Other considerations are the different drug regimens that will be required to transition soldiers. If you've ever taken meds, you know that one size does not fit all. Most of the time, and particularly with mental health drugs, you have to try something and then sit back for several weeks to see if they work. If not, you try something else and sit back to observe some more. If there's a chance you're not stable when taking hormone suppressants and antidepressants, who wants to be next to you on the rifle range or fighting hole (nee foxhole)?
Now, I never served, but my father and brother did — the latter for 20 years and an NCO for most of it. A three up/three down guy who was some sort of Big on Marine One under Reagan. Anyway, I remember their stories about military life because I never did get many of them so they stick out. But the aspect of teamwork was always a part of them. They cut your hair off so you all look the same. You wear the same clothes.
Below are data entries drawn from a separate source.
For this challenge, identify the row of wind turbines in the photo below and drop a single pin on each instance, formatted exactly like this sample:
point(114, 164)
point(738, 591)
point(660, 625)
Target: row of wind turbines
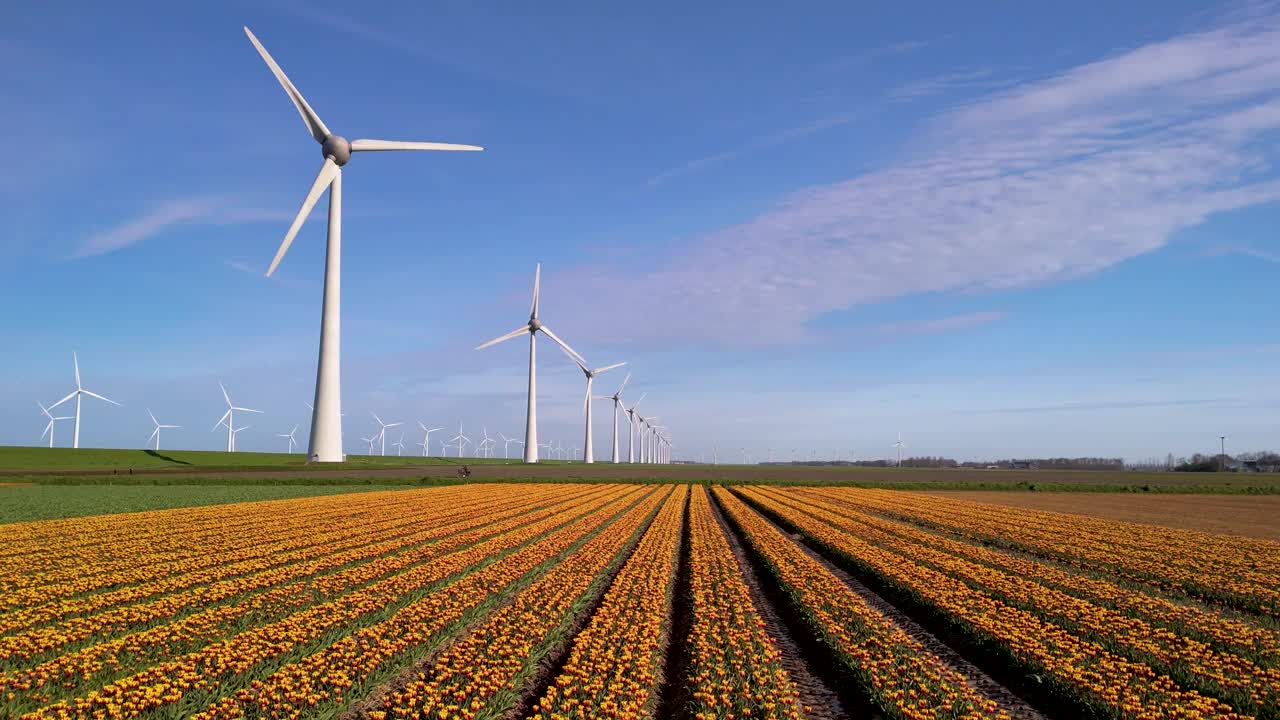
point(325, 437)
You march the same, and you train the same. You become absorbed into the Body of Green. If there are special cut-outs for protected classes, like transgenders, this just doesn't happen.
"Sergeant, you have to refer to me as Zim, Zur, or Zowie. If you don't, I'm going to write a letter to the base commander. I also have to be excused from PT today because my Norethindrone makes me too tired to do your pushups."
or
"Sergeant, I need to be excused from the 10-mile march this afternoon because it conflicts with my 0200 therapy session."
or
"Sergeant, there are no pads in the head. I need my pads."
I'm really not trying to be funny here. Maybe a little, but the point still stands. If the military has to make accommodations for these, then all it does is call out the differences between the Special and the EverybodyElse. If there are exceptions for the Special, then how does the EveryBodyElse become a team? I don't think they can because all enlisted personnel like to gripe, so there will always be Us and that guy over there — especially when that guy over there doesn't have to participate in today's run through the obstacle course or something. That's not cohesion. If there's no cohesion, there's no team. If there's no team, there's a degradation of combat effectiveness, and if there's that, then there's no "troop readiness, lethality, cohesion, honesty, humility, uniformity, and integrity..."
I don't see how this serves the mission that the DOD is trying to re-establish. But I don't think Judge Reyes is interested in that very much. Judge Reyes wants to curry favor with the progressive current that Trump, Hegseth, and most American voters are swimming against. In my opinion.